On April 4, 1967, Martin Luther King, Jr. preached at Riverside Church in New York City. In his sermon (listen to it here) he publicly broke ranks with the policies of President Lyndon Johnson and the white liberal establishment (which still largely supported the war) as he condemned American involvement in Vietnam.
King articulated what increasing numbers of Americans were beginning to feel—that Vietnam, civil rights, and economics were deeply interconnected. Just as the policies of Johnson’s Great Society had begun to confront black poverty at home, King observed, the United States began pouring soldiers and resources into Southeast Asia. With the military buildup, commitment to domestic justice and equality faded. For every $53 Washington spent to help a poor person in the United States, Andrew Preston has noted, it spent $500,000 to kill a person in Vietnam.
Moreover, African Americans and other minorities were dying in extraordinarily high proportions in the early years of the war even though they accounted for a small percentage of the population. “We were taking the black young men who had been crippled by our society,” King charged, “and sending them eight thousand miles away to guarantee liberties in Southeast Asia which they had not found in southwest Georgia and East Harlem.” As a result, Americans faced the “cruel irony” of watching black and white American boys kill and die together in the service of a country “that has been unable to seat them together in the same schools.” It was a powerful sermon, one that has recently resurfaced in the public consciousness upon the death of its author Vincent Harding.
But King’s sermon did not reflect the opinions of rank-and-file African Americans. In a just-released book entitled American Protestants and the Debate over the Vietnam War, George Bogaski chronicles the fascinating non-response of black evangelicals to King’s speech and the intensifying war in Southeast Asia.
So why did black evangelicals not follow King on this issue?
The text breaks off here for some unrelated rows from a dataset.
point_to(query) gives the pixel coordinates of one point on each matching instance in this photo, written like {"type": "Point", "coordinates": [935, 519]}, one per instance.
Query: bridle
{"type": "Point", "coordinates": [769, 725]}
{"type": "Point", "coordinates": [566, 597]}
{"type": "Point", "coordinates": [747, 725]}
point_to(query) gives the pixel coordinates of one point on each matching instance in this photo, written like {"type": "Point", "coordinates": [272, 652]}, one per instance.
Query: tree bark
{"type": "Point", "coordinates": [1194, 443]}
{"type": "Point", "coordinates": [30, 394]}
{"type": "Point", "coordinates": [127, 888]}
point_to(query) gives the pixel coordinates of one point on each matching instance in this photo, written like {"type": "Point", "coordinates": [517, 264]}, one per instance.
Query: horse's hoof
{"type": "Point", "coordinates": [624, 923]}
First, like many white evangelicals, considerable numbers of African Americans wanted to focus more on evangelism than politics. Geopolitical peace was certainly desirable, but it had limited spiritual value. “If we win the war in Vietnam, will this be the answer to our problems?” asked a writer in The Star of Zion. “We think not, for there are wars most everywhere, not only in America. The world needs to seek God.” This sounded much like the spiritualized writings of Carl Henry and Billy Graham on Vietnam, and it constrained the possibilities of antiwar activism.
Johnson was a friend to civil rights, and he was also a Cold War hawk. He pushed hard for the Gulf of Tonkin Resolution and for troop build-ups in Southeast Asia. African-Americans were loathe to criticize their advocate. King’s advisors warned him about this, telling him that his antiwar speeches were “too advanced for many Negroes and that it did not constitute the widest appeal.” More likely is that many blacks, especially those affiliated with the NAACP, worried that antiwar activism would jeopardize the civil rights struggle. In the end, writes Bogaski, Vietnam led to a “dramatic split between King and the African-American church.” The full ramifications of this split were never realized. Just a year later in 1968, King was shot in Memphis, an awful moment in an awful year that also included the Tet Offensive and the shooting of Robert Kennedy.
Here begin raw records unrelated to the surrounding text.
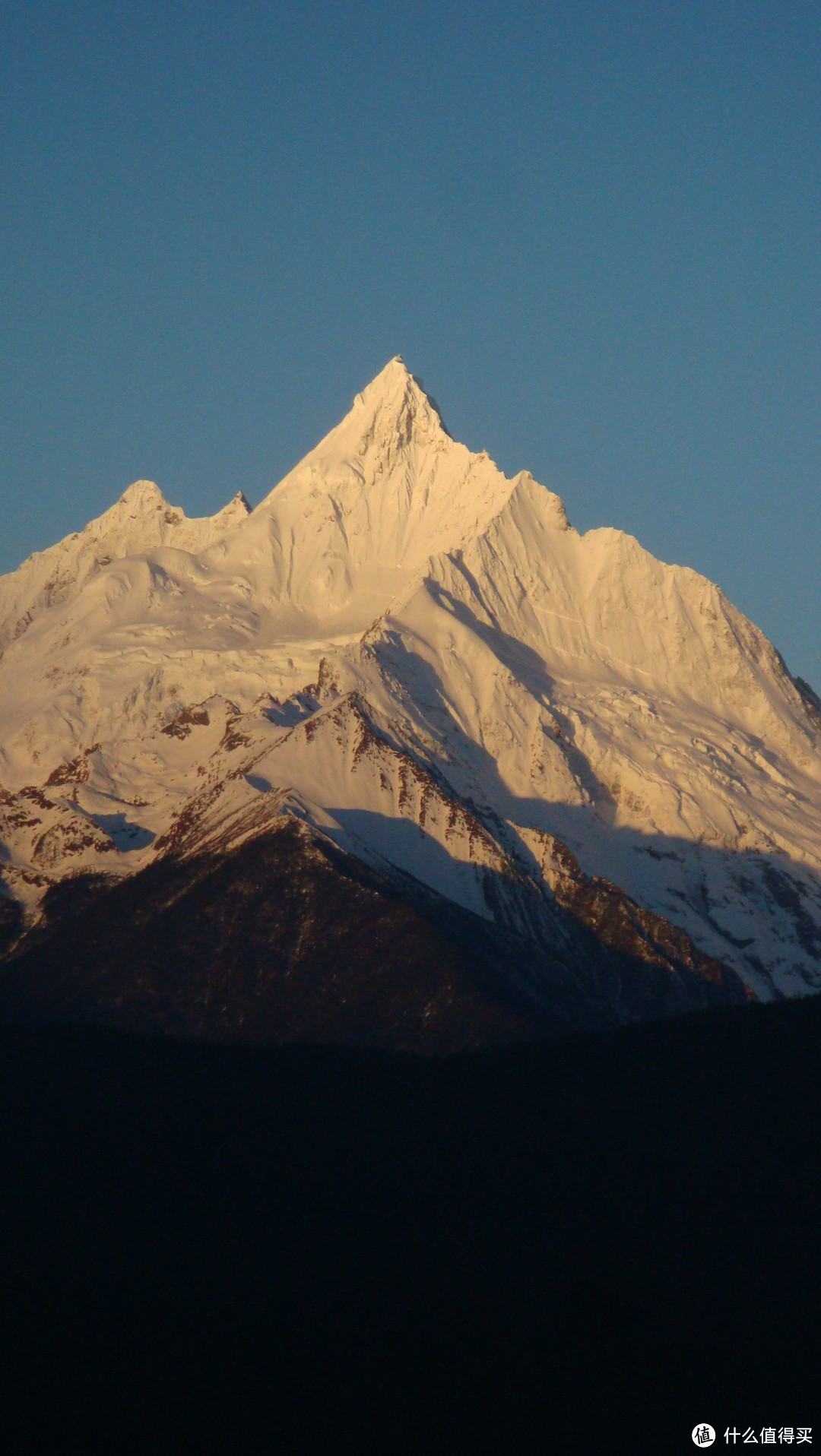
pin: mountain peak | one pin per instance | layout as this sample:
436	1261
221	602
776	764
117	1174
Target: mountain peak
144	495
396	398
It’s a fascinating story told with skill. And there is much more in the Bogaski’s narrative. On a broader level, the book offers a much-needed exploration of theological responses to the Vietnam War that goes beyond the simplistic binary of mainline doves and evangelical hawks. Bogaski ably charts gaps between leadership and laity, revolts of mainline conservatives, debates over methods of dissent, and evangelical opposition to the conflict.